Выздоравливающих – в часть, остальных, требующих долгого лечения, развозят по другим госпиталям – в Краснодар, в Моздок. Совсем тяжелых в Питер, в медакадемию, в Москву – в Бурденко, Красногорск и так далее. Заходя обратно, сталкиваемся с санитаром.

– А где Уклейн?

– Я Уклейн!

– Вот. Надо мочу сдать. Я поставлю в туалете.

Персонал в Уклейне души не чает. К нему постоянно приходят какие-то старушки-медсестры из других отделений. Врачи заглядывают. Болтают с ним накоротке. Он лежал здесь после ранения, полученного в Чечне, в 2001 году. Запомнился. Вот и сейчас в палате его дожидается бабушка в белом чепчике и в халате. Лет семидесяти.

– О, Валентина Виссарионовна!

Уклейн обнимает старушку, обещает зайти, как выпишется. Она уходит.

– Эта женщина ухаживала за мной.

Потом, вытянув губы «утиной попкой» и воздев толстый сарделевидный палец, Игорь Васильевич, комично задумавшись, резюмирует:

– Видно, у меня на лице было написано, что мне нужна помощь.

Леня громко смеется. Уклейн рассказывает:

– И она пришла такая: «Как вы?». Я говорю: «Хорошо». Она блинчики мне приносила, конфеты… Каждое двадцать третье февраля открытки посылает. Я очень долго запоминал ее отчество. Виссарионовна…

Я почти все свое время провожу на кровати. Раненая нога загипсована. Скакать на костылях мне лень. Болтаю по телефону, принимаю гостей. Моя тумбочка переполнена «ништяками». Ну, в смысле, пирогами, конфетами и т. д. Я щелкаю пультом. Телевизор гудит чьими-то уверенными голосами:

– … последние полчаса западные телекомпании…
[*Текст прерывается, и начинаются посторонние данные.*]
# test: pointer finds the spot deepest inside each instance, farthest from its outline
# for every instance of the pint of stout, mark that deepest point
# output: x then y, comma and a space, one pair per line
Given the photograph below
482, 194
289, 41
– …войска в городе Гори. Причем это подается как свершившийся факт…

– …корреспондент Рейтер сообщает…

– …одиннадцатого августа две тысячи восьмого года с семи до десяти часов утра проводится полная демилитаризация в зоне безопасности. В случае отказа от сдачи оружия войсковые группировки будут применять все необходимые меры принуждения.

– …как будет развиваться ситуация со сдачей оружия, покажут ближайшие сутки…

Что там их уговаривать? «Руки вверх! Бросай оружие!» Если враг не сдается, его уничтожают. А с другой стороны, кто враг, грузины? Это как на дружеской попойке. Один нажрется, а остальные его утихомиривают. То кулаком, то коленом. А он завтра проснется и будет жалеть о происшедшем. Извиняться перед всеми. А грузины, интересно, будут жалеть? Будут извиняться? Да кто их знает… Навряд ли.

В этот раз Уклейн вернулся со своей вечерней прогулки быстрее обычного. Он только заглянул в палату из-за двери, выпалил:

– Саня! Там, говорят, двух ротных из сто тридцать пятого полка привезли! Во второй палате они! – и исчез.

Я схватил костыли и мухой за ним. Вторая палата. От нашей через одну.

Койки в два яруса. Резкий запах лекарств и «уточной» мочи. Лес капельниц. Да… У нас по сравнению с этим номером – люкс. Здесь все лежачие. Я останавливаюсь в центре, ищу взглядом своего Ротного. Эх! Там не удалось, сейчас хоть поговорим. Живой, чертяка! Заговоренный, как тот осетин! Базаев, кажется… Я широко улыбаюсь!

– Здорово ребята! Кто тут ротный из сто тридцать пятого?

– Мы…

Изможденные серые лица. Двое. Лежат на первом ярусе, голова к голове.

Своего Ротного я не вижу. Оглядываюсь по сторонам. Все не те.

– А где еще ротный у вас был? Такой, в «горке»? Стриженый…

Понимаю, что говорю глупость. Отличительных черт я не назову. Там все были в «горках». Все коротко стрижены. Все воевали. Только того, кто мне нужен в палате нет. Я сажусь на краешек койки. Произношу несколько ничего не значащих фраз. Задушевной солдатской беседы, как у Уклейна, у меня не получается. Настроение мое просто подорвано. Перекатываясь с костылей на здоровую ногу, медленно ухожу.

Еще один день тянется. За ним следующий. Палата наша – как депутатская приемная. Леня вон… Правая рука безжизненно висит на повязке. Левой он отщипывает от пирога. Медленно жует. Кивает на заваленную продуктами тумбочку:

– Добрых людей на свете больше чем злых.